# Green Card Help



## phillymirah (Dec 4, 2011)

Hello Everyone,

I am a US Citizen Married to a UK Citizen. We have applied for a Spouse Visa for me to move to the UK and are currently in the Appeal process. However, we wanted to try and get some information on the process for a green card to the US just in case the decision isn't overturned. 

I was unprepared with the UK Spousal Visa process and it was more stressful then others who do research before hand, so I just want to know the process and how to go about it if at all before hand. More like laying all our options on the table. 

Thanks for any information provided


----------



## twostep (Apr 3, 2008)

travel.state.gov and uscis.gov are the official sites. They take you step by step through the Green Card process.


----------



## phillymirah (Dec 4, 2011)

twostep said:


> travel.state.gov and uscis.gov are the official sites. They take you step by step through the Green Card process.


thank you so much i wasn't sure which site's gave correct information or not


----------



## twostep (Apr 3, 2008)

phillymirah said:


> thank you so much i wasn't sure which site's gave correct information or not


These are the official sites. Let us know if you get tangled.


----------



## Crawford (Jan 23, 2011)

phillymirah said:


> Hello Everyone,
> 
> I am a US Citizen Married to a UK Citizen. We have applied for a Spouse Visa for me to move to the UK and are currently in the Appeal process. However, we wanted to try and get some information on the process for a green card to the US just in case the decision isn't overturned.
> 
> ...


Just as your husband is applying for a spouse visa for you, in order for your husband to live with you in the US, you need to apply for a spouse visa for him.

Should you go ahead with the visa for your husband, you will not be applying for a Green card for him but an immigrant visa; when he arrives in the US with said visa he will be arrive as a Permanent Resident and the "Green card' arrives in the post sometime after. 

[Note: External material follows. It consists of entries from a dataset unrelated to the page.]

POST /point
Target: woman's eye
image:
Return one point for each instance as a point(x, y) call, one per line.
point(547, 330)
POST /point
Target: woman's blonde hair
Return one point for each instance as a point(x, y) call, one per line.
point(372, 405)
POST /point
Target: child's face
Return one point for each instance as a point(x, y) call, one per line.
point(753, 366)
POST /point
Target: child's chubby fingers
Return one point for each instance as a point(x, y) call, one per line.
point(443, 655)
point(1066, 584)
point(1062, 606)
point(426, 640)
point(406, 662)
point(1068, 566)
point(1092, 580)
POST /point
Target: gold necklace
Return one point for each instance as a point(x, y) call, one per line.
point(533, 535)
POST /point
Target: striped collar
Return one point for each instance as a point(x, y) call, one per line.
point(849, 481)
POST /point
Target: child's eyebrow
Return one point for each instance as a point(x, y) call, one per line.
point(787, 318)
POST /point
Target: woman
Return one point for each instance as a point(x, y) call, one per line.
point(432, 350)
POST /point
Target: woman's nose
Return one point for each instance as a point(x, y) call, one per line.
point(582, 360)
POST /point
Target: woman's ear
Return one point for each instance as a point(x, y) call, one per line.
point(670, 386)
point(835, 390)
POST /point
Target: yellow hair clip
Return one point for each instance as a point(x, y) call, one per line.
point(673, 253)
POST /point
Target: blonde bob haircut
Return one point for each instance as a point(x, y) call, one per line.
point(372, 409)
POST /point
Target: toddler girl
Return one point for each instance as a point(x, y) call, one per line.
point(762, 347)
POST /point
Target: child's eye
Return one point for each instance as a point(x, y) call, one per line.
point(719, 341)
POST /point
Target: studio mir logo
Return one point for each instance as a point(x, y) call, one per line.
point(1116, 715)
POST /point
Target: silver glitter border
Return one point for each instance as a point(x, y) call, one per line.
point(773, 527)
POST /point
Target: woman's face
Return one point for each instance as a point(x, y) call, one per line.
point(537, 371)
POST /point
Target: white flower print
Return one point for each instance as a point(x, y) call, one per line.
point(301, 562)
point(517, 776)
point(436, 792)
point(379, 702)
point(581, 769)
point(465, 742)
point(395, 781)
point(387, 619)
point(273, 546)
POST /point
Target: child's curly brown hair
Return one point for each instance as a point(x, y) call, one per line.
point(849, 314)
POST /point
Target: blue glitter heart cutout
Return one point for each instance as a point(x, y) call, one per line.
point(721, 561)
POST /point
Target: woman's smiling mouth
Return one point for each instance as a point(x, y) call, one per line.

The whole process will take about 6 to 8 months. He can visit you in the States during that time on the VWP program. You will need to prove that you can support him without recourse to public funds etc etc.


----------



## phillymirah (Dec 4, 2011)

we knew of the VWP he's already enrolled in which is good for two years if i'm not mistaken but the process to the visa for US and UK are different and I didn't know of it. Thanks for the information


----------



## Davis1 (Feb 20, 2009)

spousal visa CR1
Immigrant Visa for a Spouse of a U.S. Citizen (IR1 or CR1)


----------